We've heard a lot in the last few days about how Democrats have developed a "bring it on" attitude toward Republican efforts to repeal the Affordable Care Act. They think the debate will allow them to talk about the popular things the law actually does and force Republicans on to the defensive when they charge (accurately) that if they want to repeal the ACA, it means they want to keep open the "donut hole" in Medicare prescription drug coverage (the ACA closes it), allow insurance companies to discriminate against you if you have a pre-existing condition, and so on. Sounds good! But then today we see this:
U.S. Alters Rule on Paying for End-of-Life Planning
WASHINGTON — The Obama administration, reversing course, will revise a Medicare regulation to delete references to end-of-life planning as part of the annual physical examinations covered under the new health care law, administration officials said Tuesday.
The move is an abrupt shift, coming just days after the new policy took effect on Jan. 1.
Many doctors and providers of hospice care had praised the regulation, which listed "advance care planning" as one of the services that could be offered in the "annual wellness visit" for Medicare beneficiaries.
While administration officials cited procedural reasons for changing the rule, it was clear that political concerns were also a factor. The renewed debate over advance care planning threatened to become a distraction to administration officials who were gearing up to defend the health law against attack by the new Republican majority in the House.
Rule No. 1: When you make policy decisions based on "The Republicans might attack us on this!" then you haven't just lost politically; you've betrayed the things you allegedly believed in.
What's particularly maddening about this isn't just the cowardice; it's the fact that this is a debate Democrats can easily turn to their advantage.

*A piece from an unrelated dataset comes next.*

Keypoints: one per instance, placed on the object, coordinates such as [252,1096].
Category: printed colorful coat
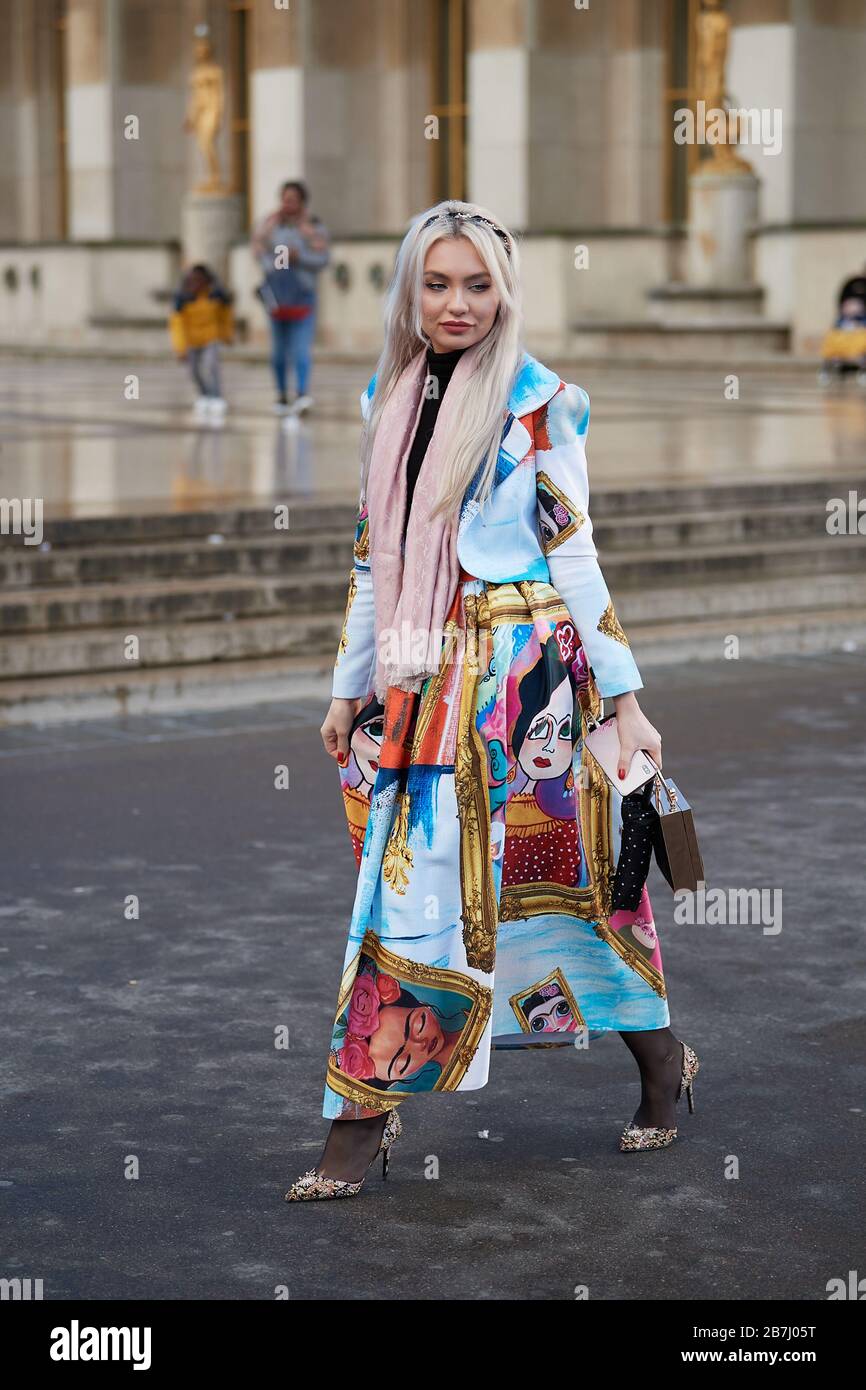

First, it's important to note that unlike in many cases, the press has taken a pretty firm pro-truth position on this issue, which sets an important context for how whatever discussion there ends up being would play out. Reports about it have overwhelmingly declared the "death panel" line to be false. It was PolitiFact's 2009 "Lie of the Year." Seriously -- take a look at how it's been reported. The press has done a good job on this one. And the main proponent of the idea, Sarah Palin, is one of the most unpopular politicians in America.
And it's so, so easy to put Republicans on the defensive on this. After all, they're trying to get between you and your doctor! Every time two Congress members go on TV to debate it, the Democrat can turn to the Republican and say, "Jim, why do you want to prevent people from talking to their doctors about important life decisions? Why won't you let them do that? Why do Republicans insist on standing in the doctor's office door, shouting, 'No!' Democrats want people's care to be guided by the patient, their family, and their doctor. Republicans seem to want to take the power to make decisions away from patients and give it to whichever hospital bureaucrat happens to be in charge when the ambulance rolls in." When Congressman Jim starts blathering about rationing, you can say, "Jim, are you saying you stand with Sarah Palin on what every objective observer has called a lie, this 'death panel' garbage? You can stand with Palin, but Democrats want to stand with patients."
On the other hand, maybe what Democrats need is some more preemptive concessions.